Los frutos y las frutas secas (pistachos, pipas de girasol, higos, ciruelas, orejones, nueces, anacardos, dátiles…), las verduras (endivias, remolacha, acelgas, espinacas, escarola…), las legumbres (lentejas, garbanzos, judías, guisantes…), los cereales (quinoa, avena, arroz integral…), y otros alimentos como las algas, el germen de trigo o la levadura de cerveza, deberían ser la base de la dieta de las mujeres embarazadas.

Aumentar la ingesta de vitamina C a través de los cítricos y las verduras crudas mejora la absorción del hierro de origen vegetal, así que tomar en cada comida alimentos crudos favorece que el hierro que se aporta en ese momento sea mejor utilizado.
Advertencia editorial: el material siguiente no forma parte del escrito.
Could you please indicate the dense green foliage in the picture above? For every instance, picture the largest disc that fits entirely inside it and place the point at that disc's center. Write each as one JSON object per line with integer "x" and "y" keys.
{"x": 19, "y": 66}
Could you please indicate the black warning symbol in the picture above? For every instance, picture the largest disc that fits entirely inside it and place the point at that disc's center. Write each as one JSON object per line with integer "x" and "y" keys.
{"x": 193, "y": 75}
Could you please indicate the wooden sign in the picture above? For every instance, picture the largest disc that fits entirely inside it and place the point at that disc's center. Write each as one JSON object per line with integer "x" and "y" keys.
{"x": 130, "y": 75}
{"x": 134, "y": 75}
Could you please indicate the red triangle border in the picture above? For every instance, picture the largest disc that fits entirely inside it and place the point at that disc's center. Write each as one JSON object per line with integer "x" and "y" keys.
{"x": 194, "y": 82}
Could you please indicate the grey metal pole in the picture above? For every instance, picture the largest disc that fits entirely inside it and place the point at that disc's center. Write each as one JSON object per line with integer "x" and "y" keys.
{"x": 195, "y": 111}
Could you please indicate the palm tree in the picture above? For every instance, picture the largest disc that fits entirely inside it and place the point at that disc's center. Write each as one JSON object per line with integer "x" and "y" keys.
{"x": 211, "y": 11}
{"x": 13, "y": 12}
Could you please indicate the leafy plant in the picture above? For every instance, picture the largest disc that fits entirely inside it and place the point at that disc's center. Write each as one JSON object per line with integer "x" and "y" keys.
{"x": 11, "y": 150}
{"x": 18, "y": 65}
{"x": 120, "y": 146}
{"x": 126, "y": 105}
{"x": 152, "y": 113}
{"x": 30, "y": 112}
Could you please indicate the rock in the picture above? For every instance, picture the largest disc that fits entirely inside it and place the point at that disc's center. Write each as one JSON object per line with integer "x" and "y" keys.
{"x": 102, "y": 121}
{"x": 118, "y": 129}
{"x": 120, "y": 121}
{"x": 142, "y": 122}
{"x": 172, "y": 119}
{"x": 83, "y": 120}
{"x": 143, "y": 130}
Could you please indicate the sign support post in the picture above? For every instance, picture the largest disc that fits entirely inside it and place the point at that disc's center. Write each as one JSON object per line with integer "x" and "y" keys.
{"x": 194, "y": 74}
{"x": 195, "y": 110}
Las necesidades de hierro del bebé cambian a lo largo de su formación. Muchos vegetales que te ayudarán a aumentarlo

Cómo asimilar mejor el hierro en cada comida

Además, lo que puedes hacer para mejorar la asimilación del hierro que ingieres con tu dieta, es modificar algún hábito alimenticio. Debes tener en cuenta que tan importante como los alimentos que ingieres es cómo lo haces. Por eso puedes tener en cuenta que:

  • Comer de forma relajada, en un entorno tranquilo y en buena compañía, favorece que el cuerpo asimile el hierro que se está ingiriendo en ese preciso momento.
  • Los pensamientos que se tienen mientras se está comiendo, los mensajes que se reciben, las imágenes que se ven... también tienen una influencia directa en la absorción de los nutrientes que se toman con los alimentos que se comen.
  • Bajo estas circunstancias, el organismo puede segregar unas sustancias químicas concretas, las cuales harán que las enzimas digestivas sean capaces de aprovechar mucho mejor aquello que se ingiere.
  • Lo que se hace y cómo se hace, mientras el sistema digestivo está llevando a cabo la descomposición de los alimentos que se han comido, también influye en la asimilación de los nutrientes. Escuchar música de relajación y sonreír cuando fregamos los platos, o salir a pasear al parque o al bosque, respirando aire puro, son ejemplos de hábitos que ayudan en este proceso.
  • Descansar con las manos apoyadas en el vientre, enviando salud y amor al hijo que está creciendo dentro. Todo ello va a nutrir muchísimo, tanto al bebé como a la mujer, en una etapa tan intensa y especial de su vida.